Gerade bei letzterer Frage könnte ich mir nicht vorstellen, daß ein Ökonom, der ruhig bis an sein Lebensende Geld für seine Forschung erhalten und die Ergebnisse publizieren will, zur Sache kommt. Da bleibt dann nur Literatur wie Gary Allen: Die Insider, die nicht als Fachliteratur gelten kann. Auch so kleine Ereignisse wie die 15 Milliarden Dollar, die am 5. September 2001 auf fallende Kurse von Merryl Lynch, Morgan Stanley, Münchener Rück, American Airlines und United Airlines gesetzt worden sind - eben die Kurse, die durch den 11.9. am heftigsten fielen - werden ja nicht in Büchern analysiert. Die Financial Times und die FAZ haben darüber berichtet, die Internationale Börsenaufsicht sollte es untersuchen, hat man mal einen Abschlußbericht gesehen? Aus mehreren, teils dubiosen Quellen verlautete, der "Carlyle Fund" hätte die Put Options gesetzt, in seiner Website warb er damals dafür, daß er "durch intime Informationen stets gute Anlageentscheidungen zu treffen imstande ist". Bleibt nur hinzuzufügen, daß die befreundeten Familien Bush und bin Laden beide fast ihr gesamtes Vermögen von Carlyle verwalten lassen.- Grenzen objektiver Berichterstattung, in der Literaur und in den Medien; letztere waren immerhin einige Wochen am Ball. Der Rest ist Schweigen.

Gruß Set

 

Grüß Dich Set,

"tolle" Fragen hastu da, die aber nun wiederum so einfach nicht zu beantworten sind, was schon mit der ersten beginnt:>kann irgendein Banker, der nicht nur ein fiebriger Mitäufer der untersten Garde ist, behaupten, er hätte den Ausgang nicht vorhersehen können?<
Grundsätzlich hättestu recht, doch konnte man in den letzten Jahren (eher Jahrzehnten) beobachten, dass die Ausbildung zum Bankkaufmann schon sich gewnadelt hatte: selbst der kleinste Schalterbeamte/angestellt ist vollgestopft worden mit der neoliberalen Ideologie und dem Renditedenken, dass heutigentags der Film von 1975 "Lina Braake. Die Interessen der Bank können nicht die Interessen von Lina Braake sein" aktueller ist denn je. Dem Vollstopfen mit Ideologie korrespondierten in der Folge auch "hand/kopfwerkliche" Mängel und Naivität, indem der junge Mensch glaubt, die Produkte seiner Bank (Versicherung/Finanzdienstleister ezc) wären die besten überhaupt, für die man sicher nicht den einzelnen Azubi verantwortlich machen kann.

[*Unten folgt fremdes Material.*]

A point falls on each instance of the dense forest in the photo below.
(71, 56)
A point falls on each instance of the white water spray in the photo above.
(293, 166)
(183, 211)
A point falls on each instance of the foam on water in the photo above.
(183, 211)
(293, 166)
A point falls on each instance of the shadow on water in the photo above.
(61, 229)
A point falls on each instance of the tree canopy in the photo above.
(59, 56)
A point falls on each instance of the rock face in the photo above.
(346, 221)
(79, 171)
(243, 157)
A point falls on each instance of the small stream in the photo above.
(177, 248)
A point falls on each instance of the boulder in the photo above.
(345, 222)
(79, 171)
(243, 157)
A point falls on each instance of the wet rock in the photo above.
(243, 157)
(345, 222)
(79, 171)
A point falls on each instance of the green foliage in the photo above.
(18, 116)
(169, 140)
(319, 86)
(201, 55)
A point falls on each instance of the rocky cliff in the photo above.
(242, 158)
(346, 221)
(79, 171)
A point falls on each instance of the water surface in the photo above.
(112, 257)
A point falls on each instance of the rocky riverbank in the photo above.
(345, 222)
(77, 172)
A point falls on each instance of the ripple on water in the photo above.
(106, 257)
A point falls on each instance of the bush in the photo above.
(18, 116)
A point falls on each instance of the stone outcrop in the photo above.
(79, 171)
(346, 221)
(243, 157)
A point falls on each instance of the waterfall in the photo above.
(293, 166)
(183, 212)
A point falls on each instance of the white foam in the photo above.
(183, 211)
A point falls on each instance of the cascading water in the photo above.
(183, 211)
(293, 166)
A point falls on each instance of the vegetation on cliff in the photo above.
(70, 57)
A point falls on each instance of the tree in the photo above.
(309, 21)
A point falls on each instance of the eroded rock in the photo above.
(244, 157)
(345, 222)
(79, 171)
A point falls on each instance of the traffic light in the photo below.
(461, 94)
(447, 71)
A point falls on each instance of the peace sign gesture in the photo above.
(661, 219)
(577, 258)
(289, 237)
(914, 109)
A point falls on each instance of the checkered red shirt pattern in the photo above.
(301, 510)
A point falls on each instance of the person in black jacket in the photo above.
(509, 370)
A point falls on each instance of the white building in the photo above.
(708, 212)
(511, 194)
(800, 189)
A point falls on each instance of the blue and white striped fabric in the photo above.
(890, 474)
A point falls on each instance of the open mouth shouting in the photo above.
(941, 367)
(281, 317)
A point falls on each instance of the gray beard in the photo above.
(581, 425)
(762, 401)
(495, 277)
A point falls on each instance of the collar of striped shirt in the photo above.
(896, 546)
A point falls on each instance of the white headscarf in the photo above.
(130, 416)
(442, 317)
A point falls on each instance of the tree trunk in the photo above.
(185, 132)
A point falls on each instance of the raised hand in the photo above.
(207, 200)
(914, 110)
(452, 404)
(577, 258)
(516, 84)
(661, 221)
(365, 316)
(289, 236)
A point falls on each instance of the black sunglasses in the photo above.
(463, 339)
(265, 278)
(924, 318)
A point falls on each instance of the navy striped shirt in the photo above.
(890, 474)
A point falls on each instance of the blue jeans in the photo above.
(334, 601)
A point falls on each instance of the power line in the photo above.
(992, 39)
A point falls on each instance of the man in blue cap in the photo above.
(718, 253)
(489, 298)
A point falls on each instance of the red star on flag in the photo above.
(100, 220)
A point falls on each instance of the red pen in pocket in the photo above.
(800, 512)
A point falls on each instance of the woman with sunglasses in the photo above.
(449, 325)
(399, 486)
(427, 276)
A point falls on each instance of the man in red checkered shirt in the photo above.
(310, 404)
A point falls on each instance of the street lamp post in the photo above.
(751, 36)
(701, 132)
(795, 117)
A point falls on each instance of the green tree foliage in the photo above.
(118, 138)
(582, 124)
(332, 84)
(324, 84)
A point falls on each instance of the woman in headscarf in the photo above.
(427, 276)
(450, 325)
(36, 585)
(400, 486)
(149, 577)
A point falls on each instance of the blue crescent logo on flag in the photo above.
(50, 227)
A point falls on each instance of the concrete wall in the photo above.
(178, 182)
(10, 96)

Ähnliches geschieht in den betriebswirtschaftlichen Seminaren, dass ich mir dazu nur den Satz erlaube: die Herren Dozenten werden nach der Krise - alles hat einmal ein Ende, nur die ... - die selben Namen tragen wie zuvor, Herr Sinn wird weiter seinen Unsinn verzapfen und Wirtschaft(spolitik) als Religionsersatz verkaufen, dass nur zu hoffen bleibt, dass zumindest sein unseliger Vergleich der Judenverfolgung mit der Kritik an den Wirtschaftseliten nicht vergessen wird.

>kann ein so teuer betuchtes Exemplar wie Herr Akkermann behaupten, er hätte das Ausmaß der Krise nicht übersehen können?<
Berufsoptimisten übersehen schon mal was.

>entsteht das alles als nichtlineare Wechselwirkung tausender Akteure, quasi wie eine Naturkatastrophe, oder sind alle wesentlichen Schritte, wie die Spekulationsblasen , die Derivate, die termingerechte Zinssenkung, die durch die Überbewertung der Immobilien gleich doppelt wirkt, der Hausse Zunder zu geben - sind diese wesentlichen Takte zentral von einer kleinen Gruppe gesteuert?<
Jain, kann sein, muss aber nicht. Dass auch mit Bluff gearbeitet wird, zeigstu schön in der Tulipa-Geschichte. Ich hab mich mal für Finanzdienstleister interessiert, die vor allem die Arbeitsagenturen belagerten und angeblich Büroleute suchten. Stattdessen suchten sie Kunden und fabrizierten Schneeballsysteme. Als der Arbeitsagentur das verklickert wurde, hielt die sich bedeckt, waren die Leute doch erstmal aus der Statistik raus ... So ist das z. B. ganz unten. Vor gar nicht langer Zeit war in der ZEIT ein Bericht über Finanzdienstleister, die unterm Vorwand, Arbeitsstellen anzubieten, über Studenten herfielen. Am Ende stand eine Karriere als Kunde und das Schneeballsystem. Das peinliche war, die ZEIT wies nach, dass zumindest eine Hochschule mit einem dieser Geldhaie zusammenarbeitete.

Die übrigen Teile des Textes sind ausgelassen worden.